Asthma, cancer, arthritis, diabetes, mental health conditions: these are all illnesses classified as “prominent chronic conditions” according to Australia’s Department of Health. Data from the last National Health Survey found such conditions touch 1 in every 2 Australians – that’s half of the population suffering from at least one prominent chronic condition.
Put together at a think tank a number of years ago, pharmaceutical industry veterans Jenny O’Neill and Michael Hurse worked to design an innovative tech idea that could be used to manage patients with chronic illnesses and improve connectivity for health professionals.
One of the ideas to come out of the think tank was a platform to help manage patients with chronic illnesses that would be “closer to the research side”, able to hold data that could support clinical research in addition to the everyday care of the patient.
This led O’Neill and Hurse to launch EpiSoft, a Sydney-based startup working to develop cloud-based solutions for health professionals to manage patients with chronic diseases.
Under one umbrella platform, the solution allows multiple health professional stakeholders, including GPs, hospitals, doctors, clinicians, and nurses to access an “interactive treatment plans” for a number of chronic diseases, including Crohn’s Disease, mental health illnesses and cancer.
“It’s a full electronic medical record and practice software system. It differs from those software systems that support hospital and practices directly for general patient flow, in that it focuses on chronic disease management,” explained O’Neill.
“People supporting patients with cancer see a different workspace than those supporting patients with mental health illness, for example. At its core is an interactive treatment plane. We have over 500 evidence-based guidelines built into a library and the users can publish the ones that they want within their own clinics.”
Accessing early seed funding, EpiSoft began with Crohn’s Disease as the only chronic illness supported on the platform at launch, before spreading into cancer treatment plans with the support of a grant from the Federal Government.
O’Neill said it was this addition that helped the business “take off”.
“Now we have quite a few sites using it for cancer, and others using it for varying chronic diseases,” she said.
Patients added to the web-browser platform fill out their own data prior to hospital admission through a specially tailored portal, or have their data transferred by connecting to the existing hospital patient management system.
O’Neill said patients currently don’t have the ability to contribute any other data to the platform thereafter, such as what symptoms they’re experiencing, although it’s a feature being looked into.
A patient’s reaction to treatment, as well as any other symptoms experienced, are instead tracked from the collaborative effort of doctors and nurses, or any other healthcare stakeholder involved in the patient’s treatment.

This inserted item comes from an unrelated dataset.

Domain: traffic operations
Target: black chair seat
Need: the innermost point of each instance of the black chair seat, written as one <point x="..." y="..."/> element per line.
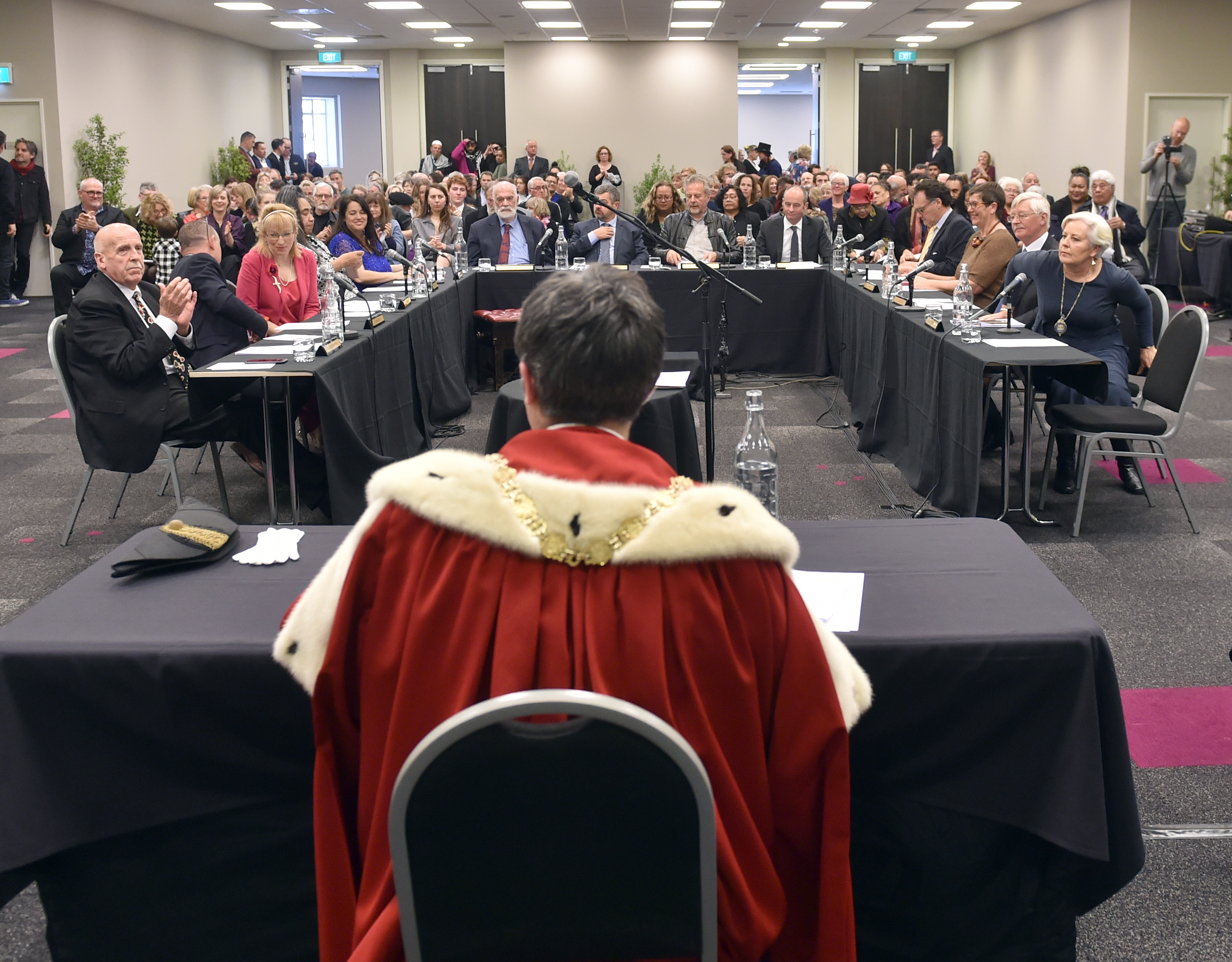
<point x="1107" y="418"/>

Taking a cancer patient as an example, O’Neill discussed the multitude of tasks healthcare professionals take across managing a patient with a chronic disease, beyond jotting down symptom notes.
“[Doctors] would then set up the chemotherapy order for the patient through the platform, which would involve a series of appointments and drugs to be administered on different days and set out in the system so that the admin staff can book the appointments, and the nurses can administer the drugs on the correct day. They can then record the events occurring with the administration of those drugs,” she said.

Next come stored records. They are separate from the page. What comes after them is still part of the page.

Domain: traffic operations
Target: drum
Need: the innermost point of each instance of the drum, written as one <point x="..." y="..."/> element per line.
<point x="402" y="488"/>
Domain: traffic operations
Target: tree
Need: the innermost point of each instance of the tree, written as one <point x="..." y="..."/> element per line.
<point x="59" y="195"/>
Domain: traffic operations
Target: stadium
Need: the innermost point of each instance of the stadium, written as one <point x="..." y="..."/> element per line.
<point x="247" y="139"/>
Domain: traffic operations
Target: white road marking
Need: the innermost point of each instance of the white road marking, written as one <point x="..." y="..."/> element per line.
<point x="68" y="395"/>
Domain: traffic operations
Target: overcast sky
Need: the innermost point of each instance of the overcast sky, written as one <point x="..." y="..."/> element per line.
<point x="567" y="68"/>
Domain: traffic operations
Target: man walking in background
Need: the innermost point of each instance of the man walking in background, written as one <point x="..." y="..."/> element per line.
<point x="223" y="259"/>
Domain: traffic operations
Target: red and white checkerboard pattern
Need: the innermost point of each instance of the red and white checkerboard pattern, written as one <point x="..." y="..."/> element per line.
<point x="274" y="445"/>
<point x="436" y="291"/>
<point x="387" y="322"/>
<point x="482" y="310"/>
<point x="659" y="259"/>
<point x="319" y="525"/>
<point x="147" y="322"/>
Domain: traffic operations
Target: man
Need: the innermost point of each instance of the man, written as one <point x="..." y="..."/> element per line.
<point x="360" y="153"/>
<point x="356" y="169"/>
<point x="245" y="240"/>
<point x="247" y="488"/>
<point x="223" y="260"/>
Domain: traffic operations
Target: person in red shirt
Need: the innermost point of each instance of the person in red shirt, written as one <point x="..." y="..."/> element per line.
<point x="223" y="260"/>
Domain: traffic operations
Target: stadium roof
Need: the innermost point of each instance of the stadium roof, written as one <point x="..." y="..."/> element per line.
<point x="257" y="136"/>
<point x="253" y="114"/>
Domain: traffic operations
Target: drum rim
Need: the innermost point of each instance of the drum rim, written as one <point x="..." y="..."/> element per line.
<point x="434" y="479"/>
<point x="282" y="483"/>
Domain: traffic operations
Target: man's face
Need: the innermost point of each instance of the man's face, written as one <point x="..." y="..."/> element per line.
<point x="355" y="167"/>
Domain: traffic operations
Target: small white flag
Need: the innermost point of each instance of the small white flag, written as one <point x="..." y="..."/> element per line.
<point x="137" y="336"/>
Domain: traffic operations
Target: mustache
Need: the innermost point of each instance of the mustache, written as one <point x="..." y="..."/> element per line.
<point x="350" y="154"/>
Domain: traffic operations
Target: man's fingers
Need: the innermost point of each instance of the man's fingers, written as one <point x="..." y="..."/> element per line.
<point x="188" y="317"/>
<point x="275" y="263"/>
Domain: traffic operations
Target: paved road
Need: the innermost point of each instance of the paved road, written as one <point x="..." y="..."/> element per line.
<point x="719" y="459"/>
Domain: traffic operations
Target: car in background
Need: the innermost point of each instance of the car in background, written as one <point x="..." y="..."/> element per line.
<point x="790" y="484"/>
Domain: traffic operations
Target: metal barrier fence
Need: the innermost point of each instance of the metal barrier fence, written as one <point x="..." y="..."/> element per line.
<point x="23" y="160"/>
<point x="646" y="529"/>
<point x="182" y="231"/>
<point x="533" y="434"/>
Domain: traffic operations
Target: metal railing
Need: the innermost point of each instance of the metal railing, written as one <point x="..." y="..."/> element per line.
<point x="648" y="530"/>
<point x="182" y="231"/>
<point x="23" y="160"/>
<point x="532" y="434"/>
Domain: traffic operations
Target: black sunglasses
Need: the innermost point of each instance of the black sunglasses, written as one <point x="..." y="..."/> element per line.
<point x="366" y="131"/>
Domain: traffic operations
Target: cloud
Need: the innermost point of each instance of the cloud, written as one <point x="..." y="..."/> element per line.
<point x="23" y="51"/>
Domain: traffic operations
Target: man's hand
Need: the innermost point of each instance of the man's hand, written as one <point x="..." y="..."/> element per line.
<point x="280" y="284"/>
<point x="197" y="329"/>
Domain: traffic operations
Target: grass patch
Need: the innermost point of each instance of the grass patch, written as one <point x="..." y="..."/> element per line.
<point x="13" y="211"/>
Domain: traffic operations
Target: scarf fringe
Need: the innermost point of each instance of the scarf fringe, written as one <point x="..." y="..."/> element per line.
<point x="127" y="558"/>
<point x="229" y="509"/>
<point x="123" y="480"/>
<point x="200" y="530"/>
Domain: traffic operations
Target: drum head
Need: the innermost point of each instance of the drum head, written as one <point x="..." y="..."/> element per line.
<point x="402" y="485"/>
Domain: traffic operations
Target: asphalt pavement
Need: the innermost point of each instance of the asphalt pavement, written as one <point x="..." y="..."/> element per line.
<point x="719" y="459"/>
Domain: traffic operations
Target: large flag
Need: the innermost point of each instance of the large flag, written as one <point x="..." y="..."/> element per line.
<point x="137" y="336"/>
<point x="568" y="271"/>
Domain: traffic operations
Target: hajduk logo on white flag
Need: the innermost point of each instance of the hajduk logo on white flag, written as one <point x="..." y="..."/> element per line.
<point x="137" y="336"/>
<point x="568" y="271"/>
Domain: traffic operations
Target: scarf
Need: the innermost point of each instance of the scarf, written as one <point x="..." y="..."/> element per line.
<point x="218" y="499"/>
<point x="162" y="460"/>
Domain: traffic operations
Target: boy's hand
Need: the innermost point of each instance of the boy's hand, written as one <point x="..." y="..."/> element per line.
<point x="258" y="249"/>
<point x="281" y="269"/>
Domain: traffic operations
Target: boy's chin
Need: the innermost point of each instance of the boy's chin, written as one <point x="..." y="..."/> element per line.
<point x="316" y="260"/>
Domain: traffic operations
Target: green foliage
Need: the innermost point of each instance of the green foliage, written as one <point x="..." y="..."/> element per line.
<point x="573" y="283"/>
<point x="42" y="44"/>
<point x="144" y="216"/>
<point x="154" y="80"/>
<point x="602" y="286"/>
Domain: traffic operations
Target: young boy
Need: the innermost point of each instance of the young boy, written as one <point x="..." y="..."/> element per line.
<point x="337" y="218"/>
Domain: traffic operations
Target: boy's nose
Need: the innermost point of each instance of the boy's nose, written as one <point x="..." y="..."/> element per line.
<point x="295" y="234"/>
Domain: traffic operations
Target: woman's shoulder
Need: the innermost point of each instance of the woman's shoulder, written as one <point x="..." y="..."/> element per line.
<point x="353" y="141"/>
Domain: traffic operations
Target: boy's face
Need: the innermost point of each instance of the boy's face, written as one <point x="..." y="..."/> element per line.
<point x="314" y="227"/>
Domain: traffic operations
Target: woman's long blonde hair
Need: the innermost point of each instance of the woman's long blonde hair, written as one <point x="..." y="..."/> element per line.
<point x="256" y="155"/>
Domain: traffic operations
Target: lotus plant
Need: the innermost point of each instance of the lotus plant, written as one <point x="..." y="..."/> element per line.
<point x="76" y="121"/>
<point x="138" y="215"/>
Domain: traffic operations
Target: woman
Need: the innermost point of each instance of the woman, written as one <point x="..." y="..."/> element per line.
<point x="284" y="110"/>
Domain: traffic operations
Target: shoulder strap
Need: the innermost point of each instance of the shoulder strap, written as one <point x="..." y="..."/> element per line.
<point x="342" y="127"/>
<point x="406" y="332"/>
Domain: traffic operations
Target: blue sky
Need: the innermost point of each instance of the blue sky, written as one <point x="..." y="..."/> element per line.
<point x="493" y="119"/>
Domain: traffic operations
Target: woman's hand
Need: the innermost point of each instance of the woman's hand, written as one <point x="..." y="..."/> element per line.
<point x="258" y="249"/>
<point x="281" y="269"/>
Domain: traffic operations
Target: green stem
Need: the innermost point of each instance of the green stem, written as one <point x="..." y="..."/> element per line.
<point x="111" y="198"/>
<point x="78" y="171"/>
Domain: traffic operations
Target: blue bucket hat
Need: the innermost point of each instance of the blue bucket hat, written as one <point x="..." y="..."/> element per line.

“Admin staff will also deal with the billings and uploading documents [while] doctors upload any notes the the platform. Nurses manage drug charts, and the pharmacist in the hospital will manage the orders and double check for any allergies, things like that.”
Data on how a patient’s response to the treatment can be tracked through a flowchart, providing a clear “longitudinal picture”. For specialists, O’Neill said the data visualisation serves as a large attraction, allowing them to complete practice audits.
“You can track the patients over time against a range of different activities, tasks, etc. They’re recording the data of patients they see and benchmarking it against other practices in the program to see how the fair in patient outcomes compared to the wider group.”
Also looking to improve cancer care is Sydney-based healthtech startup Cancer Aid. The platform focuses more on cancer patients and their carers rather than doctors, providing them with information and tools to track the progress of their treatment.
According to O’Neill, having data-capture features in EpiSoft is especially important for contributing to research around chronic illnesses, which is becoming increasingly more expensive to fund over time.
“The cost of research has doubled in the last decade, so we wanted to look at how can we help the gather data and make sense of it for the benefit of those with chronic disease. The platform helps reduce the cost of research into these illnesses and bring new and better treatment into the market sooner,” she said.
Last year O’Neill participated in SBE Australia’s accelerator program, looking to gather pitching skills and understand how to approach investors.
“It was hard to pitch the idea of episoft to an investor community to understand what it does, so Springboard was helpful for that,” said O’Neill.
Now, the startup is in talks with multiple investors to lock in a funding round, as it looks to push its offering in the US market later this year or early in 2018.
The business currently has a pilot site up and running the US, which O’Neill said must overcome compliance hurdles before it can fully launch.
Image: Jenny O’Neill (second from left). Source: Supplied.